# Crossing the ball (football, soccer)



## inter1908

How would one say it in Dutch? I've heard of oversteken, but apart from "crossing the street" can it also mean crossing the ball in football? Thanks in advance


----------



## Joannes

*Voorzetten*, *een voorzet geven*

both are more common than *de bal voorzetten*, which is not incorrect.

'The cross' is *de voorzet*, *de center*, *de cross(bal)*.
The first two are intended at bringing the ball in front of goal so someone can head / shoot it in (*de bal voor doel brengen*), the latter can also be used during the combination when someone gives a long pass to the other side of the field because there is more space there (*het spel verleggen*).


----------



## Lopes

I would like to add *voorgeven*.


----------



## Joannes

Lopes said:


> I would like to add *voorgeven*.


Yes, and in my opinion, that is more typically one where you would say
*Robben geeft hem voor* (that is, _de bal_)*
rather than just *Robben geeft voor*

*als het geval zou voorkomen dat hij niet lekker zelf naar binnen dribbelt en de bal in de korte hoek trapt


----------



## inter1908

Alles helder, veel bedankt


----------



## Timidinho

I always use 'voorzet geven'.


----------



## inter1908

Refreshing! Thanks Timidinho.
Now I'd like to know whether some of those verbs mean *het spel verleggen*, like the noun *de cross(bal)*. Thanks in advance!



Joannes said:


> Yes, and in my opinion, that is more typically one where you would say
> *Robben geeft hem voor* (that is, _de bal_)*
> rather than just *Robben geeft voor*


So it's like "iemand voorgeven"? Or is it incorrect?


----------



## Lopes

inter1908 said:


> Refreshing! Thanks Timidinho.
> Now I'd like to know whether some of those verbs mean *het spel verleggen*, like the noun *de cross(bal)*. Thanks in advance!


 
No, voorgeven and voorzetten indicate passing the ball from the side of the field to the center for somebody to score. For other types of passes I would just use _pass_ (pronounced _paas)_ 



inter1908 said:


> So it's like "iemand voorgeven"? Or is it incorrect?
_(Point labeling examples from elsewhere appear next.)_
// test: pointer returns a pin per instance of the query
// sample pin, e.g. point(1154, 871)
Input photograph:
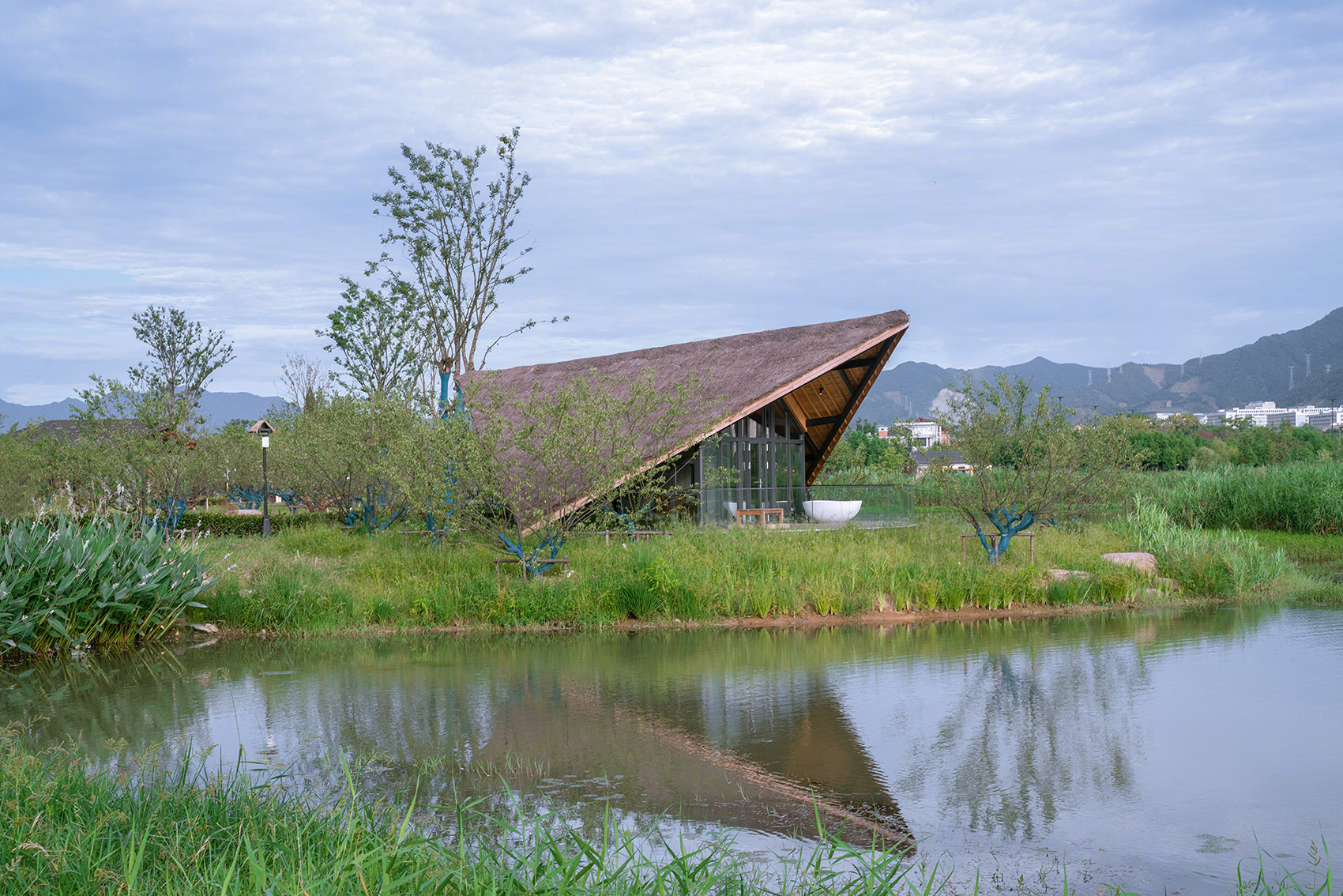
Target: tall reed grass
point(1204, 560)
point(90, 585)
point(314, 581)
point(1289, 497)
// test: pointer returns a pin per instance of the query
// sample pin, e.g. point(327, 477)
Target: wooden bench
point(761, 514)
point(640, 535)
point(563, 562)
point(993, 540)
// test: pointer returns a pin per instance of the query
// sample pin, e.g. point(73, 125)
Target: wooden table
point(761, 514)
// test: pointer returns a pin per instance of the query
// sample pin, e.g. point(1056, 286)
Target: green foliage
point(457, 239)
point(164, 393)
point(1292, 497)
point(374, 337)
point(547, 462)
point(863, 457)
point(1204, 562)
point(689, 574)
point(1032, 462)
point(242, 524)
point(92, 585)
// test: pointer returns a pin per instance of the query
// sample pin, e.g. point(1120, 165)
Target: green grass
point(1214, 563)
point(322, 579)
point(1289, 497)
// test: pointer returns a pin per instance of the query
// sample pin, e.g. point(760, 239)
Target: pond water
point(1151, 750)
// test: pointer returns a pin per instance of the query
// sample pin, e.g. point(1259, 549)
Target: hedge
point(250, 523)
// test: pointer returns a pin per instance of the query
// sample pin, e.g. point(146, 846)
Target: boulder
point(1139, 559)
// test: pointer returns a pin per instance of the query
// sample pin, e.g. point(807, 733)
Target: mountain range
point(1299, 367)
point(218, 408)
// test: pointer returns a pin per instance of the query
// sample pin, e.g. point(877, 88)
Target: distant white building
point(923, 431)
point(1270, 414)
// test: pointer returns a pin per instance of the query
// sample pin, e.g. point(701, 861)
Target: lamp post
point(265, 489)
point(264, 429)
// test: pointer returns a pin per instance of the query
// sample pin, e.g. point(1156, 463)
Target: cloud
point(1040, 178)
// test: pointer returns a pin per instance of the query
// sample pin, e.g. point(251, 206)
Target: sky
point(1091, 182)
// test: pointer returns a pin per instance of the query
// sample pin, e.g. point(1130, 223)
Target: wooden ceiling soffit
point(886, 344)
point(886, 340)
point(837, 424)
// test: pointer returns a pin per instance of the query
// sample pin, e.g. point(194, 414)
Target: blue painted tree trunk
point(171, 506)
point(1007, 523)
point(443, 406)
point(532, 566)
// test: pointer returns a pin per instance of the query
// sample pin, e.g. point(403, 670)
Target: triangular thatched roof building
point(782, 399)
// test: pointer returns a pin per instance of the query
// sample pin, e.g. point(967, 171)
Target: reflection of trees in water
point(668, 719)
point(1025, 734)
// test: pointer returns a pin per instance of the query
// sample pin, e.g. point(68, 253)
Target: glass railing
point(814, 506)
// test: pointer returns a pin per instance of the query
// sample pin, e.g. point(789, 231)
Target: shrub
point(90, 585)
point(241, 524)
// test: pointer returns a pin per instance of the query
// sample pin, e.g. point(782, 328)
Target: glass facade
point(756, 462)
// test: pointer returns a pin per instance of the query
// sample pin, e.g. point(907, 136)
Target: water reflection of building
point(997, 727)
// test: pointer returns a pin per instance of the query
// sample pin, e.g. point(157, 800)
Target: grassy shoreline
point(322, 581)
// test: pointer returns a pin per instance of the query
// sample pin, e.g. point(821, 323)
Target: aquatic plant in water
point(105, 582)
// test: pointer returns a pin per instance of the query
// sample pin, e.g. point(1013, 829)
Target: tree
point(164, 393)
point(524, 470)
point(456, 237)
point(303, 382)
point(375, 339)
point(1032, 464)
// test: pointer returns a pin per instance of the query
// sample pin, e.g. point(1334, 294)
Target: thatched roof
point(821, 371)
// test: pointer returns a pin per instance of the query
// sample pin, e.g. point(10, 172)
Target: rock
point(1138, 559)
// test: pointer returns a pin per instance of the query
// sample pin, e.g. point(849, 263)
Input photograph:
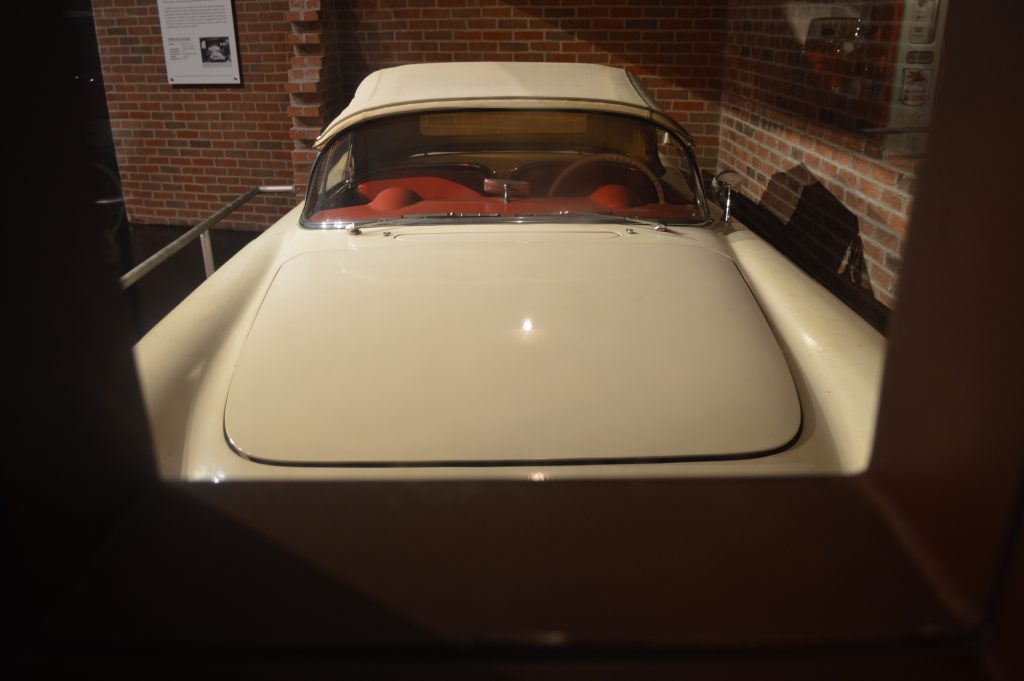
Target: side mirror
point(722, 185)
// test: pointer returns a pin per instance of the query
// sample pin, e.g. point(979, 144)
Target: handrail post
point(199, 231)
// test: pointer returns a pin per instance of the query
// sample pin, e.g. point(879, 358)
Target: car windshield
point(505, 165)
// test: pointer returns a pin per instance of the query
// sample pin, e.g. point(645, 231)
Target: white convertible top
point(497, 85)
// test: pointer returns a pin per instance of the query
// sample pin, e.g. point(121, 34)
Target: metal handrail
point(202, 231)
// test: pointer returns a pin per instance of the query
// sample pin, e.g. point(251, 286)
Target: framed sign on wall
point(200, 43)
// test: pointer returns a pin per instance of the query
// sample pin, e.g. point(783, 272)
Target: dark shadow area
point(161, 291)
point(821, 236)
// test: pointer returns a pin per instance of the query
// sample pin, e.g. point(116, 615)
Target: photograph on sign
point(200, 45)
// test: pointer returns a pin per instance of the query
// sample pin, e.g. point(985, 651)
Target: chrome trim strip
point(147, 265)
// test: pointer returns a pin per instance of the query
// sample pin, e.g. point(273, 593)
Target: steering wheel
point(616, 158)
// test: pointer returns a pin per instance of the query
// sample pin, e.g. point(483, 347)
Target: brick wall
point(727, 70)
point(675, 47)
point(183, 152)
point(794, 128)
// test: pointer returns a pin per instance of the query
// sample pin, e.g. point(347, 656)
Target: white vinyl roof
point(496, 85)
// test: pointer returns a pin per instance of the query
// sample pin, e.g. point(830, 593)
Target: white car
point(508, 270)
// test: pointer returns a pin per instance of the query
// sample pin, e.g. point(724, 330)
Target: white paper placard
point(200, 46)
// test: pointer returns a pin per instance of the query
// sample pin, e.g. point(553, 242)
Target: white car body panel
point(477, 342)
point(187, 362)
point(594, 345)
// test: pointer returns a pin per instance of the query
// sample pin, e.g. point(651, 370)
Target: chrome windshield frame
point(680, 136)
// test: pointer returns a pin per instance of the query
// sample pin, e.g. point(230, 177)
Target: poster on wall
point(200, 46)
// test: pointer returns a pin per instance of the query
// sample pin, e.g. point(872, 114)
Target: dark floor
point(160, 291)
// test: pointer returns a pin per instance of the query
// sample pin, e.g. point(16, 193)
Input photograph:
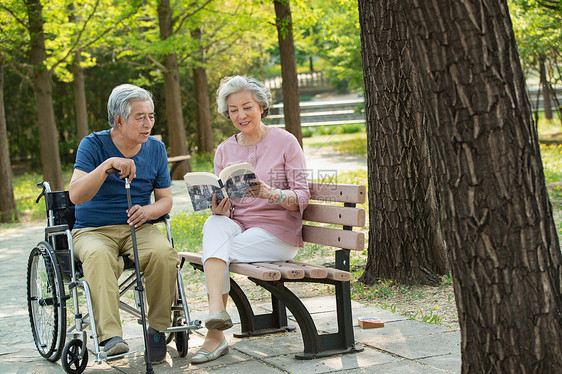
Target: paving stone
point(279, 344)
point(401, 366)
point(450, 362)
point(422, 346)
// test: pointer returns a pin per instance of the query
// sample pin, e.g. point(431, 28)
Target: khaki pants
point(99, 248)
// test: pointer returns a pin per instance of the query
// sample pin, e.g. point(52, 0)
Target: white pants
point(224, 239)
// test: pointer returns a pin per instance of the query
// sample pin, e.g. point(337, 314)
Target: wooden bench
point(273, 276)
point(175, 161)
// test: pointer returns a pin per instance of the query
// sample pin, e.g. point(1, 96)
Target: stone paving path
point(402, 346)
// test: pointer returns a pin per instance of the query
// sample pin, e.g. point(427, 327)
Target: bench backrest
point(348, 216)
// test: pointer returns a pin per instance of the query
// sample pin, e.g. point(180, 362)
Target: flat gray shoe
point(218, 321)
point(115, 346)
point(203, 355)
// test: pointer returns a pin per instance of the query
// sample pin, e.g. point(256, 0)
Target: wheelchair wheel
point(74, 357)
point(45, 302)
point(182, 342)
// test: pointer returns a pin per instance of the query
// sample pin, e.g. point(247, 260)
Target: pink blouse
point(279, 161)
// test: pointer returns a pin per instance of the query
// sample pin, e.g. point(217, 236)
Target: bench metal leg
point(318, 345)
point(252, 324)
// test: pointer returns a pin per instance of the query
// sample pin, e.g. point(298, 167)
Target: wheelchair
point(53, 279)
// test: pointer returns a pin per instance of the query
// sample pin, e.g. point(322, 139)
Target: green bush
point(307, 132)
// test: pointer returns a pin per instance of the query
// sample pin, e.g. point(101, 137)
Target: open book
point(232, 182)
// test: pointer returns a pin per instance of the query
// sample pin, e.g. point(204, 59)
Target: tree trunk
point(205, 142)
point(8, 208)
point(82, 129)
point(176, 127)
point(405, 241)
point(290, 82)
point(545, 90)
point(48, 137)
point(495, 210)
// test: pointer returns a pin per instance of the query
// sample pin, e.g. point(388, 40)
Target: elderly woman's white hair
point(237, 83)
point(119, 103)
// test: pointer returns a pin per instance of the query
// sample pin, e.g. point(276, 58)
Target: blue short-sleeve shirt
point(109, 205)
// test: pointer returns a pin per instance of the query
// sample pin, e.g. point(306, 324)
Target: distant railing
point(534, 91)
point(313, 79)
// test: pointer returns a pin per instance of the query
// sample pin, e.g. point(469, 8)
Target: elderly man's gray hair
point(237, 83)
point(119, 103)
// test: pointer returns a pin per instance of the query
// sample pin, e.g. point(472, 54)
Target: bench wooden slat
point(311, 271)
point(256, 271)
point(287, 270)
point(178, 158)
point(344, 193)
point(334, 237)
point(331, 273)
point(337, 215)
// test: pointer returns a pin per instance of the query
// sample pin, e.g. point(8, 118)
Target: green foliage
point(552, 162)
point(538, 31)
point(334, 36)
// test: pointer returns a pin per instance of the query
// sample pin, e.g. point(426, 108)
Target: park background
point(180, 51)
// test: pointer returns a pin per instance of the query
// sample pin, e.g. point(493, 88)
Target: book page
point(202, 196)
point(236, 179)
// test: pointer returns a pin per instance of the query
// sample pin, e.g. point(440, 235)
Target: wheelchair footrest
point(103, 356)
point(193, 326)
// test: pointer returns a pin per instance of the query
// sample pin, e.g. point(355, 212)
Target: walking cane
point(139, 286)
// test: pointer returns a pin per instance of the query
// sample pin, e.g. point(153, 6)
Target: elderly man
point(102, 232)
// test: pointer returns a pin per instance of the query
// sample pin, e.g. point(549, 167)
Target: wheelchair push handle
point(46, 188)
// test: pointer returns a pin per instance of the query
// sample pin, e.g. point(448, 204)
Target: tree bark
point(176, 127)
point(405, 242)
point(290, 82)
point(78, 85)
point(545, 90)
point(205, 142)
point(8, 208)
point(504, 250)
point(48, 136)
point(82, 128)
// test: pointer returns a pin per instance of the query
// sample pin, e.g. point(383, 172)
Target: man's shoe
point(115, 346)
point(203, 355)
point(156, 346)
point(218, 321)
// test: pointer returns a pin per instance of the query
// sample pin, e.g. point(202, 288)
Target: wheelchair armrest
point(161, 219)
point(55, 229)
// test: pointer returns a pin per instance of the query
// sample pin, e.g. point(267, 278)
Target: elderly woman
point(266, 227)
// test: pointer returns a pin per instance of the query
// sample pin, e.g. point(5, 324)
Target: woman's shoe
point(218, 321)
point(203, 355)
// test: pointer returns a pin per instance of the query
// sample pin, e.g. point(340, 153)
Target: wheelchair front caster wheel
point(182, 342)
point(74, 357)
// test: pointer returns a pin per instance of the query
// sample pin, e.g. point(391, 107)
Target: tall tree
point(8, 208)
point(538, 30)
point(41, 82)
point(176, 127)
point(82, 128)
point(202, 106)
point(290, 83)
point(504, 249)
point(405, 242)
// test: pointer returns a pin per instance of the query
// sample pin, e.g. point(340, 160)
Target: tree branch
point(189, 15)
point(157, 63)
point(24, 77)
point(21, 22)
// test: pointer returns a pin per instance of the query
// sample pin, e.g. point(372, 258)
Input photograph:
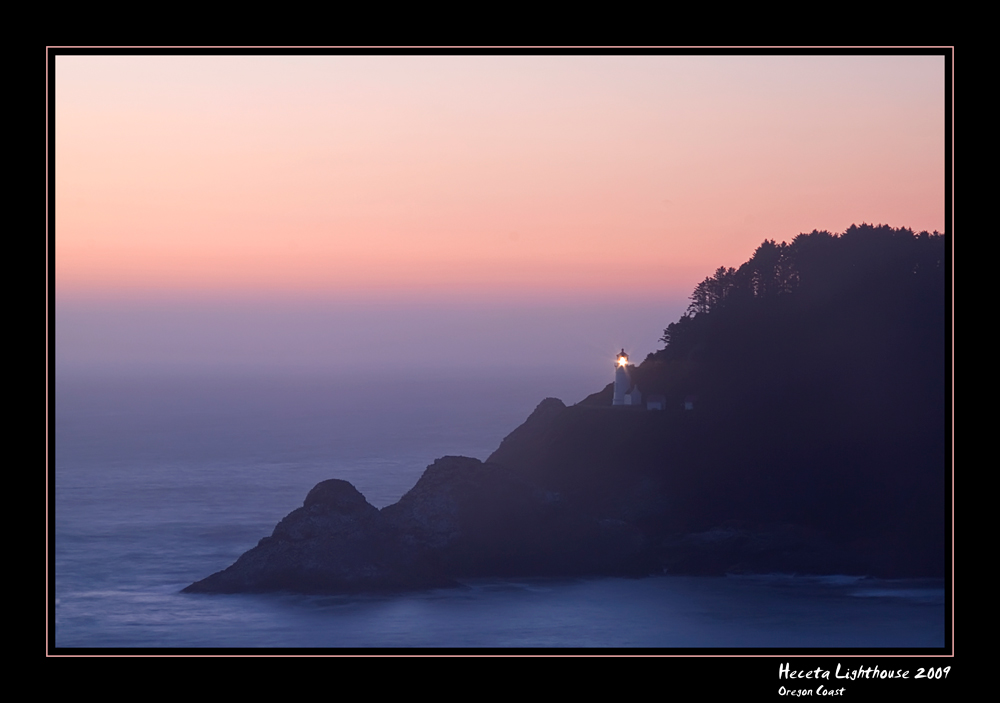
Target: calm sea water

No, voorgeven _op_ iemand.


----------



## inter1908

Thanks! But:


Lopes said:


> For other types of passes I would just use _pass_ (pronounced _paas)._


Is there any verb that can be used instead of this noun? Or is it *that* uncommon to use a verb in this case?


----------



## Deeltjesversneller

inter1908 said:


> Thanks! But:
> 
> Is there any verb that can be used instead of this noun? Or is it *that* uncommon to use a verb in this case?



Passen is the verb that is used in this case.
_Robben had de bal eerder moeten *passen*.
_
Maybe you should try to watch a soccer match in with Dutch commentary, you will see


----------



## inter1908

Thank you, I certainly will


----------